One of the main reasons people should vote No to Amsterdam is that the treaty gives the EU power to decide our fundamental rights.
There is no money in fundamental rights. So handing the power to Brussels to decide them does not raise the fuss which the 15 men - not a single woman - who signed the Amsterdam Treaty made over other areas of the treaty. But the protection of human rights is at the core of the relation between citizen and State.
It is not just that EU members must abide by normal human rights standards, for their constitutions already enshrine fundamental rights, and they all subscribe to the European Human Rights Convention. What Amsterdam does is to enable the Council of Ministers to create and declare new human rights, and then the Court of Justice - that "court with a mission", to use the self-description of one of its judges - interprets and applies them. Amsterdam makes all national content of human rights disappear into thin air, and shifts the ultimate-decision-making power to the EU level.
Article F1 permits a majority of EU states to deprive another member-state of all its rights under the treaties if they find it to be in "serious and persistent breach" of the general principles of "liberty, democracy, respect for human rights and the rule of law" set out in Article F. Those rights a State may be deprived of include money, voting rights and the travel rights of its citizens.
If a member-state is deprived of its rights in this fashion, its treaty obligations nonetheless remain. A decision to deprive an EU state of its rights under this Article is taken by the other EU states. It is not taken by any court, and there is no appeal against it. So this is not the rule of law. It is rather a form of rule in which the other member-states are judges and accusers in their own case.
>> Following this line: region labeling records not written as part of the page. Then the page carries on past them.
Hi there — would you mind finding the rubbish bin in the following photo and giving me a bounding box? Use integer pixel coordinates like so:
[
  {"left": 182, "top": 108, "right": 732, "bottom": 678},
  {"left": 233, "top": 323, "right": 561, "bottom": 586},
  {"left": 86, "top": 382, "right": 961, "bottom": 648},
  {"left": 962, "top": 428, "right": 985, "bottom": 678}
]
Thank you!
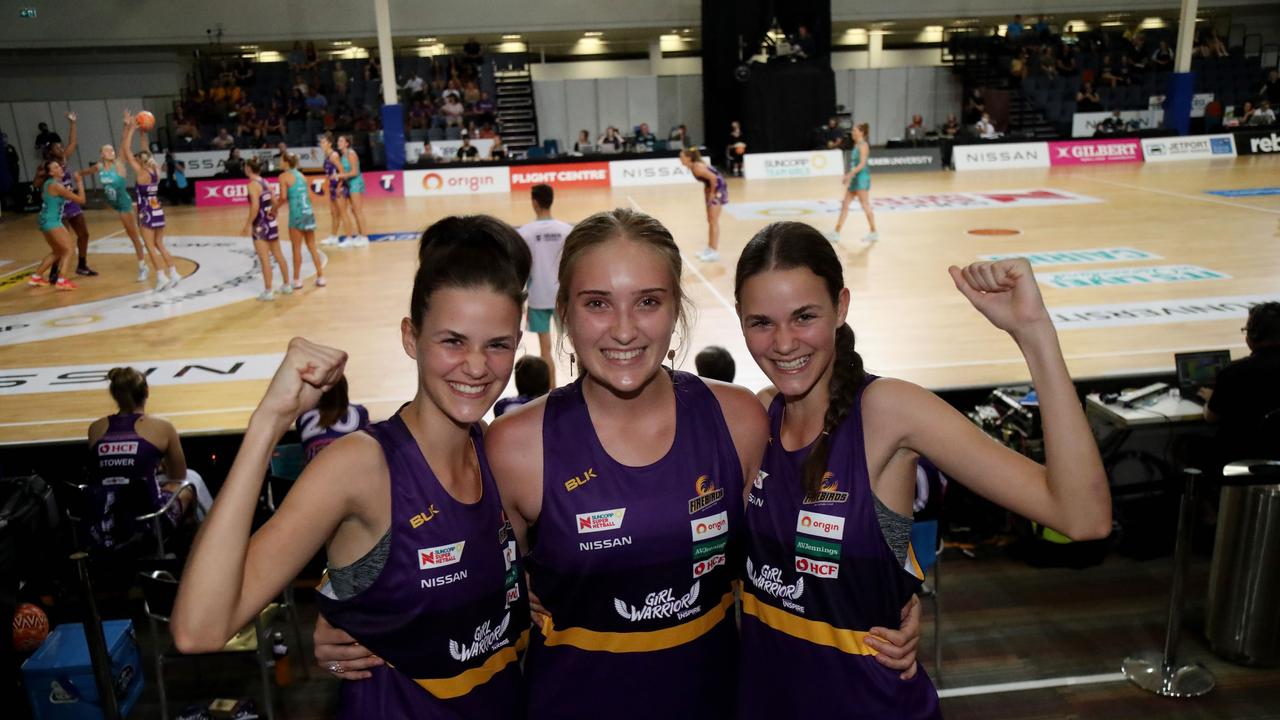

This is said to be to meet a Greek colonels type of situation. But EU states are frequently found to be in breach of the European Convention on Human Rights in relation to something or other, breaches that sometimes go unrepaired for years, and there are no sanctions. No one imagines France or Germany being threatened with deprivation of their EU rights under Article F1 of Amsterdam. But it could be used as a form of pressure on smaller EU states, or be threatened against them, if the larger ones want them to do something they do not want to, possibly quite unrelated to the human rights field.
Amsterdam inserts a new Article 6A into the Rome Treaty empowering the Council of Ministers to "take appropriate action to combat discrimination based on sex, racial or ethnic origin, religion or belief, disability, age or sexual orientation".
The Irish Times has a discriminating readership, who will know that some discriminations are good and some bad. For this one-sentence article gives a huge new legislative competence to Brussels.
Strictly construed - and this kind of provision has been strictly construed in America - authorising the EU to combat discrimination based inter alia on sex or sexual orientation in any sphere of life appears to be wide open to manipulation and to ideologically-driven campaigns by minority pressure groups. It could be interpreted as forbidding any privileging of male-female marriage over homosexual unions and open the way to child adoption by gay couples. People will have different views on the merits or demerits of such steps. But why should we hand the power to decide on them to the EU?
The same Article could be used to forbid any kind of compulsory retirement age as "ageist". Theoretically, it could be used to impose women priests and mullahs as requirements of European law, which overrides national law and constitutions in case of conflict.
Do voters really want to sign up to a sloganising article like this proposed Article 6A, permeated by post-modern "political correctness", without allowing the Irish people the time adequately to consider it, or to ponder the immense and lasting revision of our institutions that would be involved in implementing it?
Amsterdam's supposition that the EU member-states already share a common value system is a dangerous and disingenuous fiction. There is no consensus as to the source of human rights - such as the theory of natural law - which would permit a rational evaluation of conflicting positions. Ireland and Britain have habeas corpus and trial by jury. On the continent they have inquisitorial magistrates and possible detention without a court appearance. Article K6 of the Treaty opens the way to possible EU "harmonisation" here.
The requirements of natural justice, the rule of law, due legal process, trial by jury, marriage and family law, the right to life, the rights of the underprivileged and the treatment of refugees, the sale and use of drugs, environmental protection, neutrality and nuclear armaments are among the array of complex human rights issues on which EU memberstates have evolved quite distinct positions.
The only possible justification for the gradual imposition of a harmonised value system like this across the EU is that such harmonisation would further the objective of a federal Union state. However, this justification subordinates the protection of rights to the political objective. It does not, as it claims, enhance the protection of rights. It runs directly contrary to the principle of subsidiarity. It necessarily implies that it does not matter what protection is given to a particular right so long as it represents a common EU position.
Anthony Coughlan is senior lecturer in social policy at Trinity College, Dublin, and secretary of the National Platform organisation.